(a) If a managed care organization (MCO) suspects fraud
or abuse in the Medicaid or CHIP program, based on information, data,
or facts obtained by the MCO, it must:
(1) immediately notify the Health and Human Services
Commission-Office of Inspector General (HHSC-OIG) and the Office of
the Attorney General (OAG);
(2) following the completion of ordinary due diligence
regarding a suspected overpayment, begin payment recovery efforts
subject to subsection (b) of this section; and
(3) ensure that any payment recovery efforts in which
the MCO engages are in accordance with this subchapter.

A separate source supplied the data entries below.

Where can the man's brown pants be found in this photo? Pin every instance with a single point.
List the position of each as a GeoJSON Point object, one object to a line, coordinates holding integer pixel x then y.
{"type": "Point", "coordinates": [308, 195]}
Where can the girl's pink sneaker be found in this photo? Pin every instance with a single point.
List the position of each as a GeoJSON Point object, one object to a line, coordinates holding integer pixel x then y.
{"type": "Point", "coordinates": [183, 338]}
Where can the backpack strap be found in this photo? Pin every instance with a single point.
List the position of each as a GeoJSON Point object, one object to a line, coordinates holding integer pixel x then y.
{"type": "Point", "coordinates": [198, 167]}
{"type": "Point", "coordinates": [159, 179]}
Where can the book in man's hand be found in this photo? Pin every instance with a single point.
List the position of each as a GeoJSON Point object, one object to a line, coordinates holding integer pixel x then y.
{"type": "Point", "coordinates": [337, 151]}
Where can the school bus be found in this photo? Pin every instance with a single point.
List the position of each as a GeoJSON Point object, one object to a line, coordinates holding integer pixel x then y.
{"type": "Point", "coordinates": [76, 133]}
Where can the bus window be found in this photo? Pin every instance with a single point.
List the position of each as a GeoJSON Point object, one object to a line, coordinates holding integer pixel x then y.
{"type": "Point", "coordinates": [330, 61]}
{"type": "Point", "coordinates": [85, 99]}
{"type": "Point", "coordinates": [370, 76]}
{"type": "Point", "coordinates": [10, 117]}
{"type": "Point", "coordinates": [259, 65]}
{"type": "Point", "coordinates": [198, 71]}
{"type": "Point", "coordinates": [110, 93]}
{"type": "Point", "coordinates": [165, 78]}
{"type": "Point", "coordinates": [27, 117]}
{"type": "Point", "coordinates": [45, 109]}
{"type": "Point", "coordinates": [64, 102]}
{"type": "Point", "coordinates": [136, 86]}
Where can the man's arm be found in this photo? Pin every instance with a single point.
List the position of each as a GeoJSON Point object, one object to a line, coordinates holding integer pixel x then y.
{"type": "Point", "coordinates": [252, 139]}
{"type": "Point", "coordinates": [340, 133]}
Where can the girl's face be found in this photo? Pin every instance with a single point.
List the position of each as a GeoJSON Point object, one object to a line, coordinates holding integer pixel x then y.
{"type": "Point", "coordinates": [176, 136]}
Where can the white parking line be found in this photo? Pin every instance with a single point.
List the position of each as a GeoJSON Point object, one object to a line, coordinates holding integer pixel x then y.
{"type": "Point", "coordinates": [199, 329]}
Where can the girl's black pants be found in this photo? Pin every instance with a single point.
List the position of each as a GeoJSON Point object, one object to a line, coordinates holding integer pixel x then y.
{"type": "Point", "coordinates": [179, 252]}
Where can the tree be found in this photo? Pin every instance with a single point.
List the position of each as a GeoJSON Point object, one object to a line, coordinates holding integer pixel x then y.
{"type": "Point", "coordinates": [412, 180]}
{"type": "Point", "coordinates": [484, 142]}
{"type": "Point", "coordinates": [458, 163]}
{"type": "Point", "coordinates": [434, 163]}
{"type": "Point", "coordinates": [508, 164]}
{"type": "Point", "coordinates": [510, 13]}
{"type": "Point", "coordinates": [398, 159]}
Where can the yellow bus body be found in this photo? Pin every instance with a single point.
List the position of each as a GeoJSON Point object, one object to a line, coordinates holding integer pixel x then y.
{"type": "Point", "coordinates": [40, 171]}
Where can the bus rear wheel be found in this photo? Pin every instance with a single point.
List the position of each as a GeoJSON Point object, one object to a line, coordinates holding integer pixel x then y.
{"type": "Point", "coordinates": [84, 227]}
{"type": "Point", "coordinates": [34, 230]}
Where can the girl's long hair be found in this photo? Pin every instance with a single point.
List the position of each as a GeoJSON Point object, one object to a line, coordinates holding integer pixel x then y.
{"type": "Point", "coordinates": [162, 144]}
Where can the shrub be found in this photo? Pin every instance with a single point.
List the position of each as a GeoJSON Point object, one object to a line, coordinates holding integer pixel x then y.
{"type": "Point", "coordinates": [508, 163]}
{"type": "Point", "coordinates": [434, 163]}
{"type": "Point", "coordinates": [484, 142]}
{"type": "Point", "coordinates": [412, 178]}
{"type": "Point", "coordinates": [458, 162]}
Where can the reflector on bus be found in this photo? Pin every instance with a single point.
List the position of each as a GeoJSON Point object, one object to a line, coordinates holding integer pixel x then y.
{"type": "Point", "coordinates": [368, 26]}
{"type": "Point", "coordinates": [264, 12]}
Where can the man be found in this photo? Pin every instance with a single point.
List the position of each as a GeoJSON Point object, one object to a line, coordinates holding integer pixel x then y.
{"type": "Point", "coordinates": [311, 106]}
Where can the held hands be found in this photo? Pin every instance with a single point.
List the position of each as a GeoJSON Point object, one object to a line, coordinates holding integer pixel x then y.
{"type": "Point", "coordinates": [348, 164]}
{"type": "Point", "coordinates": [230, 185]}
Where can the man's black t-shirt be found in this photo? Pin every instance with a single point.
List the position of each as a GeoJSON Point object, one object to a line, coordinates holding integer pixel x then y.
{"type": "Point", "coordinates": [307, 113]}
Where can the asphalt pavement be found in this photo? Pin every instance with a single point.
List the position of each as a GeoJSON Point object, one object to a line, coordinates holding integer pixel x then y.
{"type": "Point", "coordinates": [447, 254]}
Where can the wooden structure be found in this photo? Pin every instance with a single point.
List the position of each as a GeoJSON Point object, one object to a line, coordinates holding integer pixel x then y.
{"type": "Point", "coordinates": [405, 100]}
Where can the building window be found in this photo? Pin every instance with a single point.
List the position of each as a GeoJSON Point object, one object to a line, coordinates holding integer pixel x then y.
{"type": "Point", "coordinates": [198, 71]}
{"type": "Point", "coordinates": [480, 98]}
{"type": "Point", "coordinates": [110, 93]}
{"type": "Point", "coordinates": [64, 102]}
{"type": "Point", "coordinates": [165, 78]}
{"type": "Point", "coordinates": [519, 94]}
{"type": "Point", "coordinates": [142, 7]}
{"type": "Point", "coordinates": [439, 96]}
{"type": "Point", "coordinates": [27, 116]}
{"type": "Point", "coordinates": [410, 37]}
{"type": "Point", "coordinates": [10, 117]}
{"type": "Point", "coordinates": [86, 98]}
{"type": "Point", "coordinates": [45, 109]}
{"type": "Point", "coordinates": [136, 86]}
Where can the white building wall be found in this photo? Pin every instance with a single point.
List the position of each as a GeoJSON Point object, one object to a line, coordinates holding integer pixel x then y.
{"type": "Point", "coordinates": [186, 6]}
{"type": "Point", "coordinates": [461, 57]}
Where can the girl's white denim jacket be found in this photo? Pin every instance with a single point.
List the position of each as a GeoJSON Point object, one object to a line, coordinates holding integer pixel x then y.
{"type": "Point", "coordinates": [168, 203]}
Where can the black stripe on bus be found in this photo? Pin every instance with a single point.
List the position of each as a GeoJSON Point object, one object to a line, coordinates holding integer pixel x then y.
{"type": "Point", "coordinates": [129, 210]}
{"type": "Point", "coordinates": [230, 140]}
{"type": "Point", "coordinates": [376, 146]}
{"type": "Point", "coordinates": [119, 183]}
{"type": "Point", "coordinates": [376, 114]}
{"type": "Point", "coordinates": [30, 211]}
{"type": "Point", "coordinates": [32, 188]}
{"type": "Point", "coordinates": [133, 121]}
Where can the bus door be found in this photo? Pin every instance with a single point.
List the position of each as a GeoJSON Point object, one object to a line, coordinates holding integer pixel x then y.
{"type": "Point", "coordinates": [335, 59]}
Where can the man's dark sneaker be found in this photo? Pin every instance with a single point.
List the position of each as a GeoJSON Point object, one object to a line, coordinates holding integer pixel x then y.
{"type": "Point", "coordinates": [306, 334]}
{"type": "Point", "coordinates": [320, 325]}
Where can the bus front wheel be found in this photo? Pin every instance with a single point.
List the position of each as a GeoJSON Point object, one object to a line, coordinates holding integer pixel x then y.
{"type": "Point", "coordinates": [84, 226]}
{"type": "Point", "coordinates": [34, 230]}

(b) If the amount to be recovered exceeds $100,000,
the MCO may not engage in payment recovery efforts if it receives
a notice from the HHSC-OIG or the OAG indicating that the MCO is not
authorized to proceed with recovery effort. Such notice must be supplied
no later than the tenth business day after the MCO notifies the HHSC-OIG
and OAG of the suspected fraud or abuse.
(c) If the HHSC-OIG or the OAG has assumed responsibility
for completion of the investigation and final disposition of any administrative,
civil, or criminal action taken by the state or federal government,
the HHSC-OIG or the OAG will determine and direct the collection of
any overpayment.
(d) An MCO may retain any money recovered by the MCO.
(e) The HHSC-OIG will distribute any amounts collected
to the MCO, less any costs of investigation and collection proceedings.
(f) An MCO must submit a quarterly report to the HHSC-OIG
detailing the amount of money recovered.